Il ransomware TargetCompany, noto per i suoi attacchi mirati e le sue continue evoluzioni, ha introdotto una nuova variante chiamata Xollam. Questa variante si distingue per l’uso di un nuovo metodo di accesso iniziale, che si basa su file Microsoft OneNote malevoli. Questo approccio rappresenta una deviazione significativa dalle tecniche precedenti del gruppo, che si concentravano sull’attacco a database Microsoft SQL (MS SQL) vulnerabili.

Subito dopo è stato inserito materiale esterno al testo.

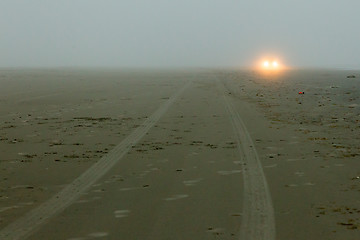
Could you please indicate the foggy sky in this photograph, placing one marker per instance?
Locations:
(178, 33)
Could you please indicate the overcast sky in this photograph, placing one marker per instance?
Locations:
(178, 33)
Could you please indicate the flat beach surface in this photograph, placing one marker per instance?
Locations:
(205, 154)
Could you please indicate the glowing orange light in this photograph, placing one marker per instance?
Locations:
(271, 65)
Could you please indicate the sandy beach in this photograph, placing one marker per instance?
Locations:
(201, 154)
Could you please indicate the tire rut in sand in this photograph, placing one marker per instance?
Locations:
(258, 222)
(27, 224)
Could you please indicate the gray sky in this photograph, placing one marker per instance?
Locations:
(178, 33)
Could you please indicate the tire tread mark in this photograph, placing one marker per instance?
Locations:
(31, 221)
(258, 222)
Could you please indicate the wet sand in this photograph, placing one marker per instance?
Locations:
(184, 179)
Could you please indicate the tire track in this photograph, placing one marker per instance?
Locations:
(258, 221)
(30, 222)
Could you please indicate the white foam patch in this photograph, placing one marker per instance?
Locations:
(192, 182)
(225, 173)
(121, 213)
(271, 166)
(98, 234)
(128, 189)
(176, 197)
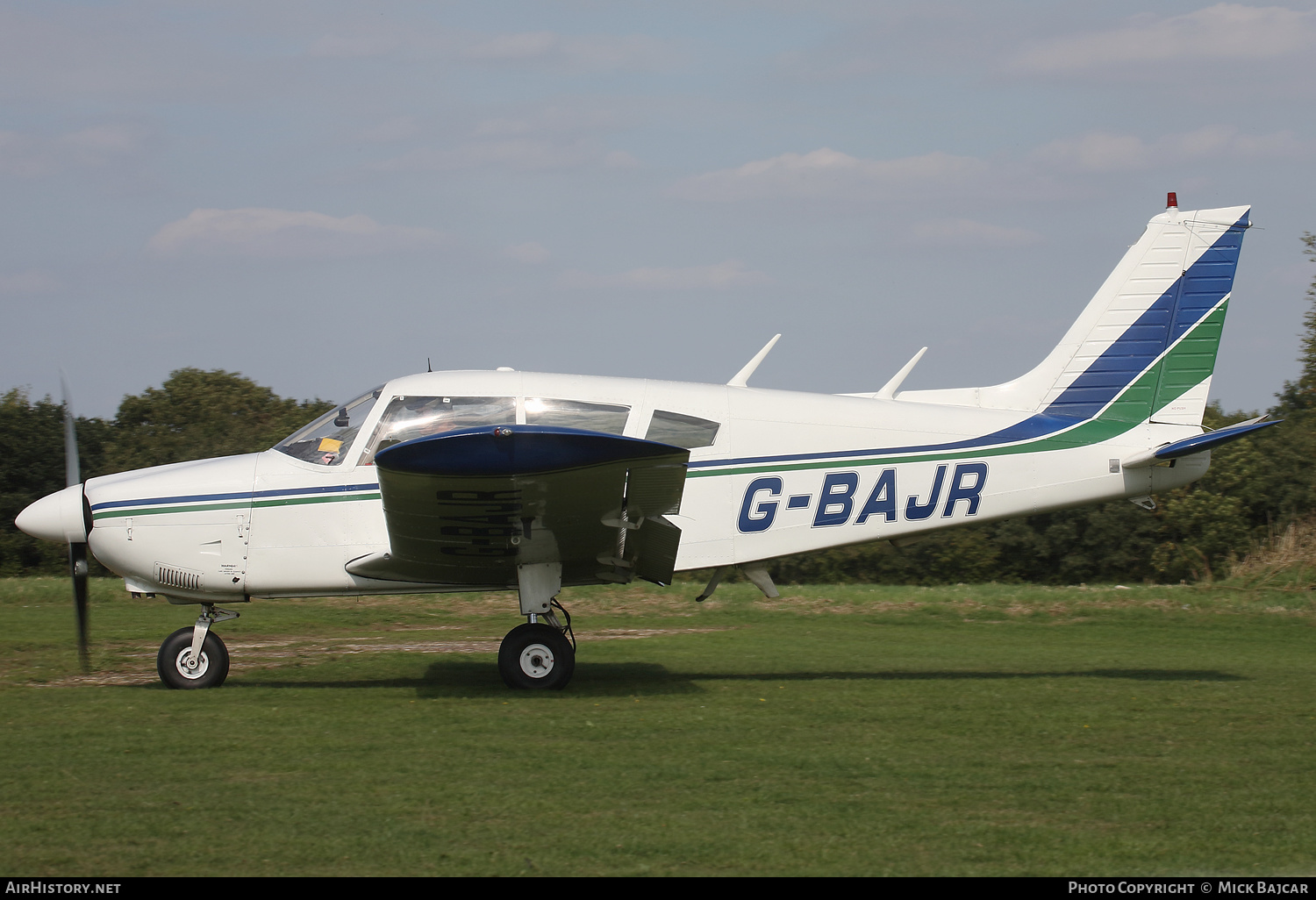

Xollam e la sua tecnica di accesso iniziale
Xollam utilizza una tecnica pseudo-fileless attraverso PowerShell, che esegue il caricamento riflettivo per scaricare il suo payload. Questo approccio è simile a quello utilizzato nelle campagne di phishing, che utilizzano file Microsoft OneNote come accesso iniziale per diffondere e consegnare malware. I dati sensibili catturati da Xollam vengono poi caricati su un server remoto.
Le varianti precedenti di TargetCompany
Le varianti precedenti di TargetCompany, tra cui Tohnichi, Mallox e Fargo, hanno sfruttato le vulnerabilità nei server MS SQL per l’accesso iniziale. Queste varianti hanno utilizzato tecniche di caricamento riflettivo per evadere le soluzioni antivirus tradizionali, rendendo più difficile per le organizzazioni proteggersi da questi attacchi.
L’evoluzione della minaccia
La famiglia di ransomware TargetCompany ha dimostrato una notevole capacità di adattamento e innovazione. Oltre all’introduzione di Xollam, il gruppo ha anche lanciato un sito di fuga di dati e ha iniziato a utilizzare un canale Telegram per pubblicare informazioni rubate. Questi sviluppi indicano che il gruppo sta cercando di espandere il suo modello di business e di aumentare la sua redditività.